= No Honour in Sathporte =

Role-playing game supplement

No Honour in Sathporte is an adventure published by Chaotic Intellect Products in 1983 for the fantasy role-playing game Advanced Dungeons & Dragons.

==Description==
The player characters, who reside in the town of Sathporte, are hired by the wife of a merchant to retrieve her son, who has run away to join the local thieves' guild. The players must infiltrate the thieves' complex, find the son, and return with him even if he objects. Not all is as it seems, and the players will be confronted with unexpected twists in the plot as they proceed.

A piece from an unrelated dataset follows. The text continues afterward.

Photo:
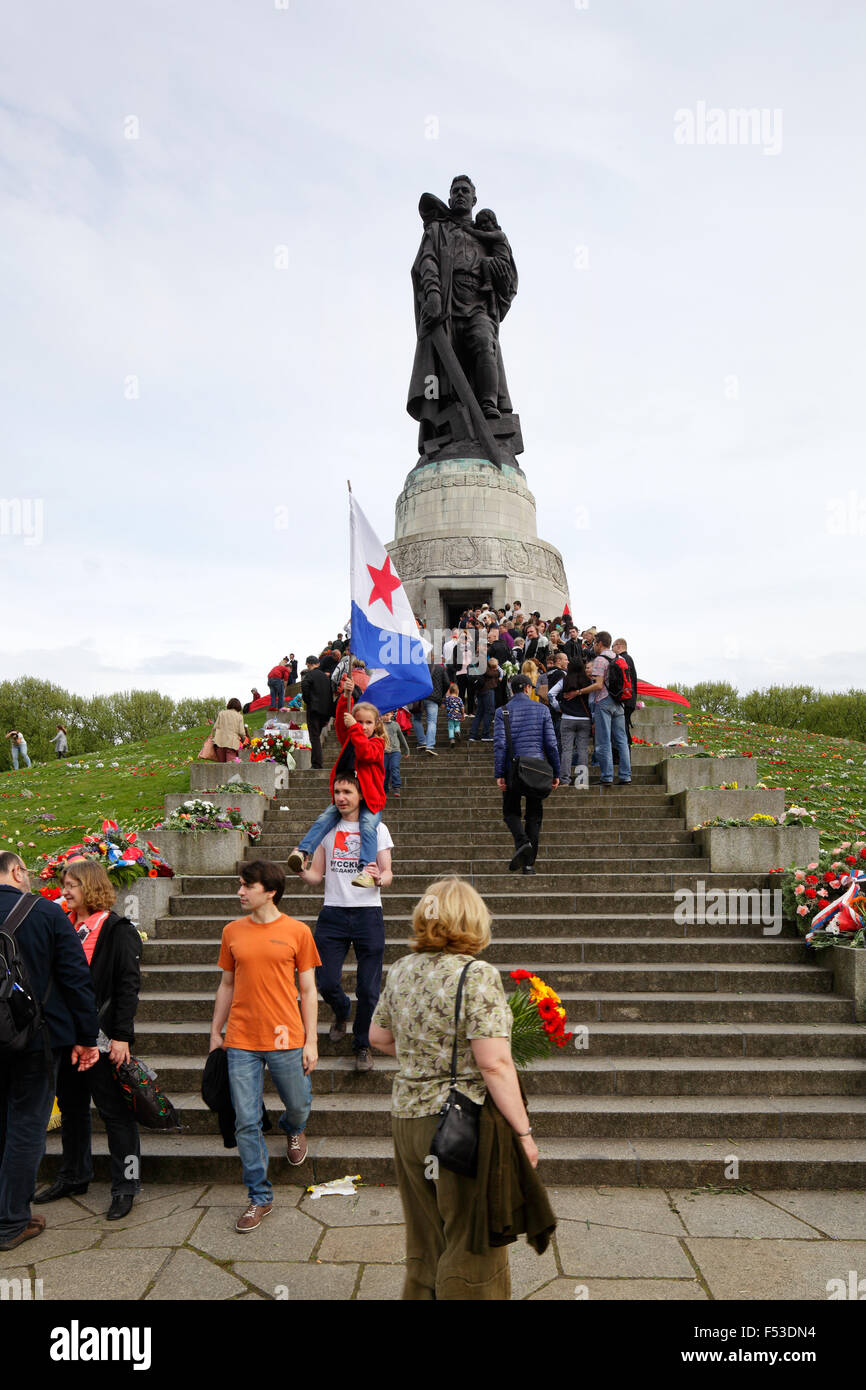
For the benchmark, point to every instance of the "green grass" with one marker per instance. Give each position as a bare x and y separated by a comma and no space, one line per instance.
824,774
49,806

Although not licensed by TSR, the adventure is designed to be used with the rules from TSR's Advanced Dungeons & Dragons game. A number of aids are printed, including some maps of rooms scaled 1"=5' that can be cut out and used with miniature figurines, and seven pages of blank character sheets.

==Publication history==
No Honour in Sathporte, published by Chaotic Intellect Products (U.K.) in 1983, was written by Christopher Read, with artwork by Stephen Ball, Liz Martin, and Pete Sharpe, as a 28-page book enclosed in a cardstock liner. Relevant maps for the gamemaster are printed on the reverse of the liner.

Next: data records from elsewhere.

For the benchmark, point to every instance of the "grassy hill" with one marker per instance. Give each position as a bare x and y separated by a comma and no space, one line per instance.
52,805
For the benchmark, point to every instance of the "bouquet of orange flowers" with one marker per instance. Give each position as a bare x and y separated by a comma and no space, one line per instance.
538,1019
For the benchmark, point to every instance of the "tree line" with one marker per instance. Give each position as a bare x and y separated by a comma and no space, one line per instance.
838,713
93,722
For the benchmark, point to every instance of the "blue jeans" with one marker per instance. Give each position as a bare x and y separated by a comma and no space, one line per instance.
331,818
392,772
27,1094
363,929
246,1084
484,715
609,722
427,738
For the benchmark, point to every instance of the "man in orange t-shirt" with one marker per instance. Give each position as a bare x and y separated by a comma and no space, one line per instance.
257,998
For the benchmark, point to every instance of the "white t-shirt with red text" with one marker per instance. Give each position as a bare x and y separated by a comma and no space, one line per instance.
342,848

Chaotic Intellect Products planned to release a guide to the town and its important non-player characters as well as more adventures set in the town, but no further products were ever published.

==Reception==
In the March 1984 edition of Imagine (Issue 12), Doug Cowie did note there was a lack of introductory information for the gamemaster, and thought the layout "could be a bit slicker". But overall, he liked the adventure, stating, "Chaotic Intellect have put together a good product in Sathporte. The adventure is interesting and challenging, and the various play aids provided show some originality as well as being useful."